Task 4: Add config, example, and docs

Files: - Create: configs/openai_es/pendulum.yaml - Create: src/rl_training/assets/configs/openai_es/pendulum.yaml - Create: examples/openai_es_pendulum_reference.py - Modify: README.md - Modify: docs/plans/2026-03-12-rl-yearly-sourcebook-design.md

Step 1: Write minimal implementation - add a runnable openai_es Pendulum preset. - add a reference script for a tiny synchronous run. - update README and yearly sourcebook to mark OpenAI ES as implemented in a narrow v1 form.

Step 2: Run tests to verify it passes Run: pytest -q tests/test_openai_es_reference_script.py tests/test_cli.py tests/test_package_smoke.py Expected: PASS.

Task 5: Regression verification

Files: - Modify only if verification reveals regressions.
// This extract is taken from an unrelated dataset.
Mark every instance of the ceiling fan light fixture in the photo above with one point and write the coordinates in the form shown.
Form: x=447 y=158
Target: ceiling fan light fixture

Step 1: Run focused regression coverage Run: pytest -q tests/test_openai_es_update.py tests/test_openai_es_trainer_smoke.py tests/test_openai_es_reference_script.py tests/test_package_api_exports.py tests/test_public_api.py tests/test_checkpoint_workflows.py tests/test_experiment_manager.py tests/test_cli.py tests/test_package_smoke.py tests/test_ars_update.py tests/test_ars_trainer_smoke.py tests/test_ddpg_update.py tests/test_ddpg_trainer_smoke.py tests/test_td3_update.py tests/test_td3_trainer_smoke.py Expected: PASS.

Step 2: Run full suite Run: pytest -q Expected: PASS.